The pandemic has forced many courts to quickly embrace technology, and some hope those positive experiences will inspire more attorneys to use tech tools as they return to courtrooms.
But many attorneys don't have the time and resources to prepare a presentation to the level of detail seen in the Chauvin case, said Jessica Silbey, a professor at the Boston University School of Law.
Michael Moore, the Beadle County State’s Attorney in eastern South Dakota, said cost is the top deterrent for many attorneys, followed by discomfort.
Moore said he frequently uses software to create timelines, display documents and other visual evidence in cases. He believes it's easier for jurors to follow his arguments and it saves time at trial compared to old-school handouts of photos or documents.
But more often than not, Moore said, courtrooms are not “wired” for lawyers who embrace such tools. Moore brings his own flat screen monitor to some trials to ensure jurors have a good view.
It's difficult to know how many courthouses in the U.S. can accommodate such technology.

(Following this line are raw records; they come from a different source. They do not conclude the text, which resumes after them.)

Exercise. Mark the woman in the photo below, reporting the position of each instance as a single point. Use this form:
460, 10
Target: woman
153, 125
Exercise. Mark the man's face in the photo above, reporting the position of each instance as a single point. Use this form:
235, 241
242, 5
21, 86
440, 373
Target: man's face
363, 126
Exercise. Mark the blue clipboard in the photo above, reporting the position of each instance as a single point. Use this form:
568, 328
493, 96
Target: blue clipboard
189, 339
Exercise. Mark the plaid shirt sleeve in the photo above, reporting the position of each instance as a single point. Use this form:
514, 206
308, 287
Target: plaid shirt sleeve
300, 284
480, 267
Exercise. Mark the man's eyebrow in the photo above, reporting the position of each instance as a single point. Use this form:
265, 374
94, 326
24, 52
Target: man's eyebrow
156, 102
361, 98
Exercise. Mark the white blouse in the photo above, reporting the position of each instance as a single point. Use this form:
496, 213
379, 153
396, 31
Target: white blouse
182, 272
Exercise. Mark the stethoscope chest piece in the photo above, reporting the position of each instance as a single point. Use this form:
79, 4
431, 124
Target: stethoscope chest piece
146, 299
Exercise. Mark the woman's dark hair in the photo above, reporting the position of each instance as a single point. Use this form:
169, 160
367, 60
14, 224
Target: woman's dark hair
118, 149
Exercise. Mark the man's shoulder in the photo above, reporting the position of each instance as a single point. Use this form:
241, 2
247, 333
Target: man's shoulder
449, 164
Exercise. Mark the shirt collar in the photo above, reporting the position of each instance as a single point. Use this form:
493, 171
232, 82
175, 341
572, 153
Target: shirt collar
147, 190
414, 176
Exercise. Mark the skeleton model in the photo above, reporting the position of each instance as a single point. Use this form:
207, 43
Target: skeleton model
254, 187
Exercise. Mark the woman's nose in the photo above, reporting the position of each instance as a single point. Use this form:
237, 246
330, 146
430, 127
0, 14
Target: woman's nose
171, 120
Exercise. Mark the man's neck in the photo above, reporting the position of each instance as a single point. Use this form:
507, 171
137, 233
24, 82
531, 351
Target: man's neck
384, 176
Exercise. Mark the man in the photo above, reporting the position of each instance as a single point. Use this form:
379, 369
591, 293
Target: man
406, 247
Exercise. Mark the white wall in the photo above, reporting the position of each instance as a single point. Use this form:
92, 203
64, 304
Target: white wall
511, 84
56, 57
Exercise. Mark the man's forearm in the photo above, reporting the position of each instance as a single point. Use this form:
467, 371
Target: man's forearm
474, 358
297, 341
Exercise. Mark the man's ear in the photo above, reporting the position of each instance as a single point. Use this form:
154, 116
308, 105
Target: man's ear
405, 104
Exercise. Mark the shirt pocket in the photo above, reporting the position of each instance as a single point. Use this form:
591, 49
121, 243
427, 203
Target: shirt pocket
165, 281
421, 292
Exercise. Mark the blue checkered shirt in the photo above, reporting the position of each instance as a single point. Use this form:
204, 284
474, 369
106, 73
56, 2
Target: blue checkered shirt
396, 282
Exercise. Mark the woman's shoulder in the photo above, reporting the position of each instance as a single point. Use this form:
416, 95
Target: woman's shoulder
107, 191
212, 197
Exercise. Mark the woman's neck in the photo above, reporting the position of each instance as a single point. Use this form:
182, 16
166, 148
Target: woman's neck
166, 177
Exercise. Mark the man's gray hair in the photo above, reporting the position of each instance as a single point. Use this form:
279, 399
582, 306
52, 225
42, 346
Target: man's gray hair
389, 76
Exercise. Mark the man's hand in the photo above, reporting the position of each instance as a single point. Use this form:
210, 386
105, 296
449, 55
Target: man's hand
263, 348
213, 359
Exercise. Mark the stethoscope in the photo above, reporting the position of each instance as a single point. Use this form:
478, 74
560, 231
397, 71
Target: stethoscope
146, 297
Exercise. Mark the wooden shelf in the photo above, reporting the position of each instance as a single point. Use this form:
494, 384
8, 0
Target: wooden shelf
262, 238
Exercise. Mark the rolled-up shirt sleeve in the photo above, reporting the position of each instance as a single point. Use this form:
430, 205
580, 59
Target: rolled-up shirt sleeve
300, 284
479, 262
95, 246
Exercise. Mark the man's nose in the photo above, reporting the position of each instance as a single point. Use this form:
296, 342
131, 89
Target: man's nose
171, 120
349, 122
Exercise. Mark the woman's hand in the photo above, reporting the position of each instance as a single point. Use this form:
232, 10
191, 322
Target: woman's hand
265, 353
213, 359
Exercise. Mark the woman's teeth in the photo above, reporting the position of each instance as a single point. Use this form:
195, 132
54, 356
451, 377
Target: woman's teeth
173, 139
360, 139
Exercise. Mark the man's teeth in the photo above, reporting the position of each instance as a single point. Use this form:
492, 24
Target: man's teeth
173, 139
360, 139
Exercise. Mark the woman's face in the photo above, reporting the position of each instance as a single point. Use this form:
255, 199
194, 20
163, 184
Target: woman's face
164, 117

Fred Lederer, director of the Center for Legal & Court Technology at William & Mary Law School, said decisions about purchasing the equipment — which has been around since the early 1990s — often involve judges and court administrators, local elected officials and IT staff, and can be “immensely complicated.”
Lawyers arguing a case involving critical video evidence cannot assume that everyone views it through the same lens. Silbey said. They have to focus jurors’ attention by slowing footage down, circling or highlighting an event, and narrating what is happening.
“Lawyers make a mistake if they assume people see what they see and that the video speaks for itself,” Silbey said.
People understand and remember information more easily when it's accompanied by a visual aid, Lederer said.
“Presenting information visually enables judges and jurors to better understand what’s happening,” he said. “And from a lawyer's standpoint, if you have good evidence, you can persuade better.”
Attorneys have to walk a rigid line, though. One memorable misstep triggered a New Jersey Supreme Court review and led justices to overturn a bank robbery conviction in January.